De tekst werd gepubliceerd op de site van BBL op 22/07/2021
Adriaan van Dis
Romanschrijvers genieten van een ongeremde vrijheid: een
onbegrensd speelveld voor hun fantasie. Adriaan van Dis heeft bovendien een
uitgebreid boekenpalmares. Het verhaal van Klifi, woede in de republiek
Nederland is eenvoudig. Hij beschrijft de gevolgen van een orkaan en een
overstroming. Voeg er nog een liefdesverlangen en wat bespiegelingen over verleden en toekomst aan
toe, en je bekomt snel een broeierige, emotionele cocktail.
Qua taalbeheersing is Van Dis een lenige grijsaard.
Regelmatig schrijft hij met korte zinnen, uitermate trefzeker en beheerst. Hij
uit openhartig zijn ongenoegen, zowel ten opzichte van de soms schabouwelijk
functionerende overheid (onderdrukking, machtsmisbruik, geweld, desinformatie,
diefstal van persoonlijke gegevens, …) als ten opzichte van het klimaatbeleid.
Hij gebruikt de slachtoffers (migranten/klimaatvluchtelingen), meestal gedrenkt
in ellende, om dikwijls scherpe uitspraken in de mond te nemen, messcherp tot
vilein. Op die manier kan hij ongegeneerd een ongezouten mening kwijt.
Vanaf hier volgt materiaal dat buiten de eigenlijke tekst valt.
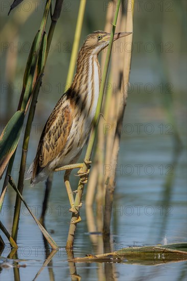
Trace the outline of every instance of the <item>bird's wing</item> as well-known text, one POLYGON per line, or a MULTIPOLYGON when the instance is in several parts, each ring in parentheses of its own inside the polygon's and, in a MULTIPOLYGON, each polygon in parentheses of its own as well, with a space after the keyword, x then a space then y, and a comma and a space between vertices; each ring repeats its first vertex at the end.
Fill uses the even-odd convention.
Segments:
POLYGON ((62 96, 50 116, 41 134, 34 161, 32 178, 62 151, 72 125, 71 106, 62 96))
Hij stelt de klimaatdiscussie op scherp tussen jong en oud
en tussen het rijke Westen en de ontwikkelende landen. Twee voorbeelden van zijn
rake formuleringen, uiteraard via de mond van een klimaatvluchteling: hij
hekelt het kapitalisme en omschrijft het als “kapotalisme” (geleend van René
ten Bos, hoogleraar filosofie Radboud universiteit Nijmegen).En over het
eeuwigdurende geëmmer over het al of niet aangepast zijn van migranten schrijft
hij “Ik verdom het vluchteling te zijn, wij zijn niet zielig, wij zijn niet
onaangepast, want we hebben ons aangepast aan pech”. Zalig boek, inmiddels al
meer dan 30.000 exemplaren verkocht (eerste druk februari 2021). Voorlopig vind
je het boek in de rubriek “fictie”.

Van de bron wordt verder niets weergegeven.